I was astounded at how these men somehow were able to turn a blind eye to such evil things taking place right before their eyes and how they ended up being able to deny their culpability, by saying they personally did nothing wrong. That they were only following orders, that they did not have the responsibility or the power, or, in fact, even the choice of doing anything any differently. Very few seemed to fail to at least acknowledge that what was done by the Nazis was wrong. But very few also were able to take upon themselves any blame or responsibility for – or even claim any knowledge of – such wrongdoing.
I find this article enlightening to try to understand this: Religion, Superstition, Language and the Holocaust: The Reframing of Evil into The Final Solution
Most of these men were demonstratively very intelligent.

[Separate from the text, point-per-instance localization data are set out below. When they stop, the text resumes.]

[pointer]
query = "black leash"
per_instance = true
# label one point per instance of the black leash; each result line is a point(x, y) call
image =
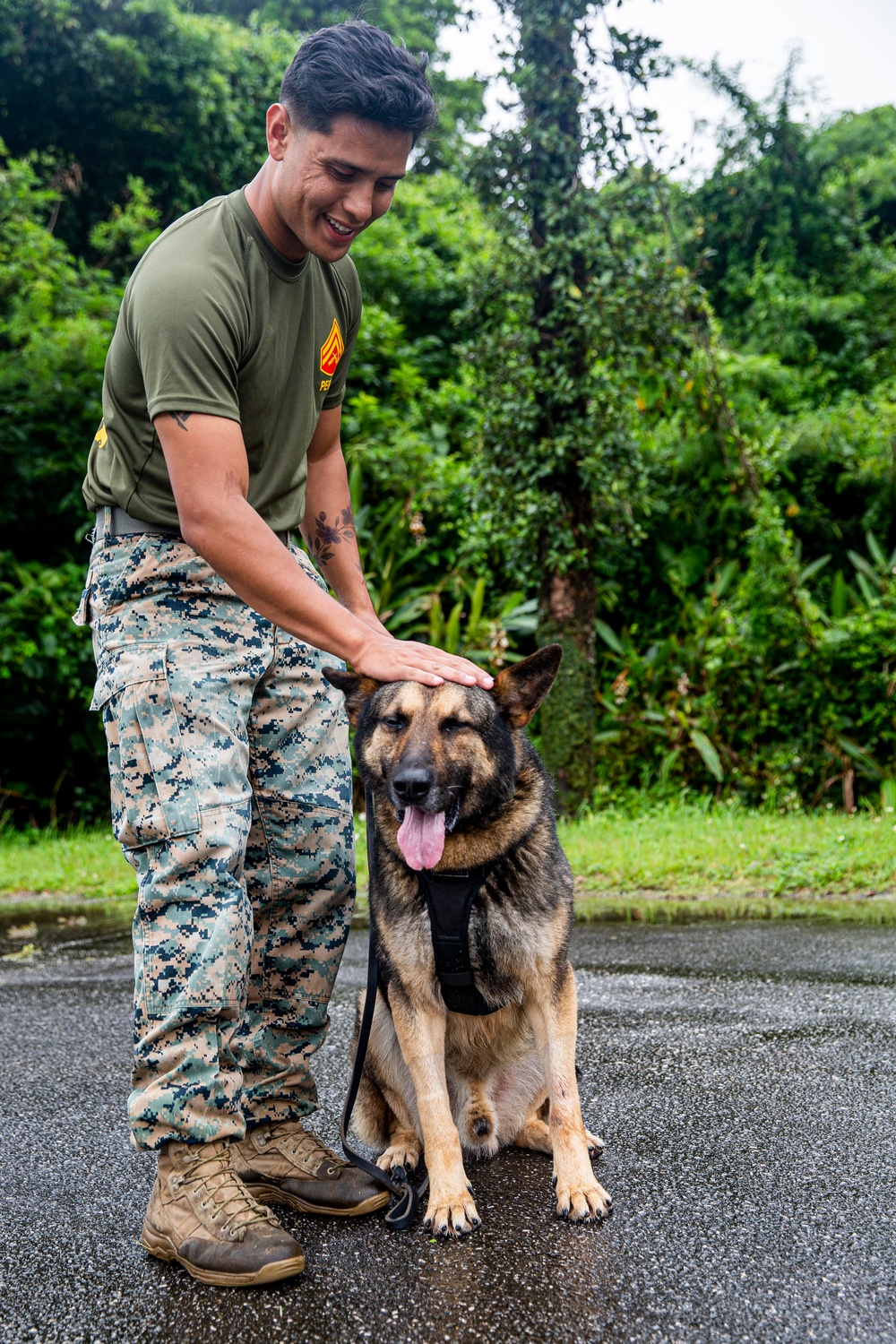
point(403, 1212)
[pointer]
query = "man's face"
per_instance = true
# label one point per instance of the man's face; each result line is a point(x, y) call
point(327, 188)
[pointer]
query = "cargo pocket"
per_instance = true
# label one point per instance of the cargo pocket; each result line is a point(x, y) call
point(153, 796)
point(82, 615)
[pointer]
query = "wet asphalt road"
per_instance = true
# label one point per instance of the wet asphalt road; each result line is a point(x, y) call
point(743, 1077)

Some of them, however, were very obviously a bit deranged from the beginning and were simply drawn to Hitler by their very fanaticism and derangement. Extremism always draws disturbed fanatics, without doubt.

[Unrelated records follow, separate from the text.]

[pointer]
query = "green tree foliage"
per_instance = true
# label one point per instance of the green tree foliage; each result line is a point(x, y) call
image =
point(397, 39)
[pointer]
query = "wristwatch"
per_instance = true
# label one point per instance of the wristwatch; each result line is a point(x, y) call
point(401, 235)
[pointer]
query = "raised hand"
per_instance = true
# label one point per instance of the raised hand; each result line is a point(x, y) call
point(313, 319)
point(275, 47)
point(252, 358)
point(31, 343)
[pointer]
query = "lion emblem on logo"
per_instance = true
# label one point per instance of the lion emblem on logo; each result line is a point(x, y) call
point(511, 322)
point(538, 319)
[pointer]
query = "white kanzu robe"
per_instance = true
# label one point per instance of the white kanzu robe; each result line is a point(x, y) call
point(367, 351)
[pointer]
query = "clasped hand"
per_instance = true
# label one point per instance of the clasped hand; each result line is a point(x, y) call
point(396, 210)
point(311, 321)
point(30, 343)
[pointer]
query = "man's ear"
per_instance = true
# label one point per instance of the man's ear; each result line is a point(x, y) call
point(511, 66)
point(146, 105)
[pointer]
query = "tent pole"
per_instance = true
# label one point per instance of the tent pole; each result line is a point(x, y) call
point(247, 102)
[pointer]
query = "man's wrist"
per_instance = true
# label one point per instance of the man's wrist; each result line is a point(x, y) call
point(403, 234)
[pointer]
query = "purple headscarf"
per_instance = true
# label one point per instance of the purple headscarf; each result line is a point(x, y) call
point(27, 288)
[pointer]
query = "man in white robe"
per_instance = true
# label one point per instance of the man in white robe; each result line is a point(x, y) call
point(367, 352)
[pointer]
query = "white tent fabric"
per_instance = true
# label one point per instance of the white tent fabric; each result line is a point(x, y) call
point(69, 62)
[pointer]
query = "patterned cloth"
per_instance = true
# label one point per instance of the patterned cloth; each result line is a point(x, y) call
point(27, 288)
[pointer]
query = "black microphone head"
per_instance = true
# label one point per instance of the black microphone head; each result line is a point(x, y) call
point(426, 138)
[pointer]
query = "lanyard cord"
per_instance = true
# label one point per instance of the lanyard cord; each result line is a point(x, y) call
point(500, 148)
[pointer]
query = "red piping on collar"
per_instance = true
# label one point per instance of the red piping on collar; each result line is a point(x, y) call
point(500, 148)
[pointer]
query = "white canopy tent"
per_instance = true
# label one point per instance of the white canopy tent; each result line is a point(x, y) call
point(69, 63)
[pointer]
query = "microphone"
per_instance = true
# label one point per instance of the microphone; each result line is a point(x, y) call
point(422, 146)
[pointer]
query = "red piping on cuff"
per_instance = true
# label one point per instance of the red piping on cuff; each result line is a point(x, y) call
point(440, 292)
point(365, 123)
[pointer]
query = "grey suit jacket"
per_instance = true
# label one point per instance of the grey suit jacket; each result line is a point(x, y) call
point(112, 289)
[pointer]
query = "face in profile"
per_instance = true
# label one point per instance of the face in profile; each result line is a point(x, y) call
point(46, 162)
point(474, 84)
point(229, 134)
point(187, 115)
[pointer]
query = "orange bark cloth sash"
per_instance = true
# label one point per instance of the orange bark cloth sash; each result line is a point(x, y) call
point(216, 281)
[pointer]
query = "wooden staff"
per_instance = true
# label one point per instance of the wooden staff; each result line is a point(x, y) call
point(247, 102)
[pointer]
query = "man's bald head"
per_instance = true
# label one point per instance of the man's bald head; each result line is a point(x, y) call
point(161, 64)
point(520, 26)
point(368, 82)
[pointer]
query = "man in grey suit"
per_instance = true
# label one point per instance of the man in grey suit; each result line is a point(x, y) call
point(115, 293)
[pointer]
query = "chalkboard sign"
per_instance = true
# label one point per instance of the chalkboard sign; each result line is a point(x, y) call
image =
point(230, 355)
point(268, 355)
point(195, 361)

I found this interesting: in terms of “intelligence,” there was a discussion in this book between the interviewer, Dr. Goldensohn, and Ewald von Kleist, general field marshal, wherein Kleist says that he believes that “intelligence is not an entity but a composite of various adaptabilities. I think that lawyers in general are sharp but not extraordinarily intelligent because they think in certain prescribed lines, and are, therefore, not very adaptable.” I really like this statement and believe there is a lot of truth to this!
But even if most of these Nazis were highly intelligent, there is also mention of a lot of superstition in “Nazi high places”: Hermann Goering, Reichsmarschall (committed suicide the night before he was to be hanged) talks about Rudolf Hess (deputy leader of the Nazi Party), having “a pendulum in his office, which he used to detect whether the letters he received were worthy of answering or not – whether the writer was a friend or an enemy.” Goering says that he also knew “a great surgeon who believed in a similar pendulum, using it the same way Hess did [and that] apparently it’s a common superstition.”

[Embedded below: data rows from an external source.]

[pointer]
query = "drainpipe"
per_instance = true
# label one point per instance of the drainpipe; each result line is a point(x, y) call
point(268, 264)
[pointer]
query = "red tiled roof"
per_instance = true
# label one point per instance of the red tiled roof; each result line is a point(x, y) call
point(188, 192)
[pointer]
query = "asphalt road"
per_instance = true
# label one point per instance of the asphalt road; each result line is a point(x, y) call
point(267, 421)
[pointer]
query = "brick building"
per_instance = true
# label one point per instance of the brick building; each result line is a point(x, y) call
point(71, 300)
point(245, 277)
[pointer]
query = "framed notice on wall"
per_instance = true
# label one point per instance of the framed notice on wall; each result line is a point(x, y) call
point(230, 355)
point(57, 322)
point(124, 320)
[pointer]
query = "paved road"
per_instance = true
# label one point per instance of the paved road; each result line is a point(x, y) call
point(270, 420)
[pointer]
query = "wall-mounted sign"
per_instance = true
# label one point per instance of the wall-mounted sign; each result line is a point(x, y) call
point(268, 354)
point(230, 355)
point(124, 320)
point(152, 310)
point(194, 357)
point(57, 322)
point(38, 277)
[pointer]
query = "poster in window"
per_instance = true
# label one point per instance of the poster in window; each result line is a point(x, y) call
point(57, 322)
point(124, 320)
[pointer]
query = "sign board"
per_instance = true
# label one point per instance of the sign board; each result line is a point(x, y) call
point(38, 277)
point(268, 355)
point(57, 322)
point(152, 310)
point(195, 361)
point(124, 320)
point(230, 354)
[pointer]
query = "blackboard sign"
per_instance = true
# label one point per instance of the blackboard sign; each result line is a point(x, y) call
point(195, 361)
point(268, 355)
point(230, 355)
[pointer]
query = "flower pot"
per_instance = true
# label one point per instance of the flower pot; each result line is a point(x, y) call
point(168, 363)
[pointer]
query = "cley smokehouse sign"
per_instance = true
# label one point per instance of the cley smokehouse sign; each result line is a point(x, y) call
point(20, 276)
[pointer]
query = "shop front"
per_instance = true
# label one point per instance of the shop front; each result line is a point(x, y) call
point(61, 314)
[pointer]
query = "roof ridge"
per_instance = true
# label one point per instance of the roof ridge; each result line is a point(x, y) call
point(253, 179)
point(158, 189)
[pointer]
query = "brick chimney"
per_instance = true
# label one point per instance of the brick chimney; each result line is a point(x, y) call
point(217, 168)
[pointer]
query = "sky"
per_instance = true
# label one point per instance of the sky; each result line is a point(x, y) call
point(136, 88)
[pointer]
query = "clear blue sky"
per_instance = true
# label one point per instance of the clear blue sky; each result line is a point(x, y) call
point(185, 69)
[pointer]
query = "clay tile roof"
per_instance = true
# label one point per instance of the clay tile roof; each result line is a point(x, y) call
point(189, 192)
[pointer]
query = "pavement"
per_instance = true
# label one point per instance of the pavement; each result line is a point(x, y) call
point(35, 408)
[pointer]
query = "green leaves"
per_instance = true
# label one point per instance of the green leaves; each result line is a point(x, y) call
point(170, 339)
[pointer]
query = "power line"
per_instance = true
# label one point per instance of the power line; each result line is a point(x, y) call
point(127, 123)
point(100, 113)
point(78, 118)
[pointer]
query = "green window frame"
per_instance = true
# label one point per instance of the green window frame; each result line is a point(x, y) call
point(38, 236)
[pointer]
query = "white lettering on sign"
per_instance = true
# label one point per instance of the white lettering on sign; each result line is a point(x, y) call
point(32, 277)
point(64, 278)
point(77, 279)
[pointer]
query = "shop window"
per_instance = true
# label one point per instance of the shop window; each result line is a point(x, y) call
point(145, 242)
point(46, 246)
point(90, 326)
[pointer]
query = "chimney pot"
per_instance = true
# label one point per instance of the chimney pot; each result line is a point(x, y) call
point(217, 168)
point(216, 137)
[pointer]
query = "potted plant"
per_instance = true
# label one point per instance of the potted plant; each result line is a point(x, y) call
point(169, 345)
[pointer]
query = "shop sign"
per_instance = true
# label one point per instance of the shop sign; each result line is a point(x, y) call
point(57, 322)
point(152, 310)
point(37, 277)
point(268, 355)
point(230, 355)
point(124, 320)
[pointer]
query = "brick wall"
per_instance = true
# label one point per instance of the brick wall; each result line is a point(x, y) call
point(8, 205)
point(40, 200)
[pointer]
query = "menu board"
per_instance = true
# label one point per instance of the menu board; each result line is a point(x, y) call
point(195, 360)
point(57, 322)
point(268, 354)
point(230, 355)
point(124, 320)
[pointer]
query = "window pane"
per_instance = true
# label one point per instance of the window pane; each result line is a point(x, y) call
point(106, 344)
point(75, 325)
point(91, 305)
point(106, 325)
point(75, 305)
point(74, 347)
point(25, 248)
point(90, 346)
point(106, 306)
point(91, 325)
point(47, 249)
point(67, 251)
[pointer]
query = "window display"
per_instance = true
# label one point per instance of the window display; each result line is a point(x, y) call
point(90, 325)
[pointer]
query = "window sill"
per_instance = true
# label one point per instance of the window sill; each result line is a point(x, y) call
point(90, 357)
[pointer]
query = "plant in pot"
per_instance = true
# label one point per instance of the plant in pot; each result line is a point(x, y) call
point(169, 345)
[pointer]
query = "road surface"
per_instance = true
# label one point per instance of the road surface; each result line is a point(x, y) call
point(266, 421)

Then, in an interview with Walter Schellenberg (ultimately, was head of secret military intelligence services), Schellenberg states that he “wanted to work with Himmler [Heinrich Himmler, head of the Gestapo; committed suicide on 5/23/45] against Hitler as a means to an end.” He said that he “began to use astrology with Himmler, using the horoscope to predict certain events …as an instrument to get more influence with Himmler because he [Himmler] believed in astrology.” He says that “Himmler was inclined to believe this horoscope business because he was a weak character and superstitious.”
Finally, I found it interesting to find references to events that I had recently read about in the books I read which were first-hand accounts of personal experiences in the war (“All But My Life” and “Sala’s Gift.”) Reading about all of this seems sometimes so surreal, it is hard to believe that it actually happened. But indeed it did. And let us all hope that nothing like it ever, ever happens again.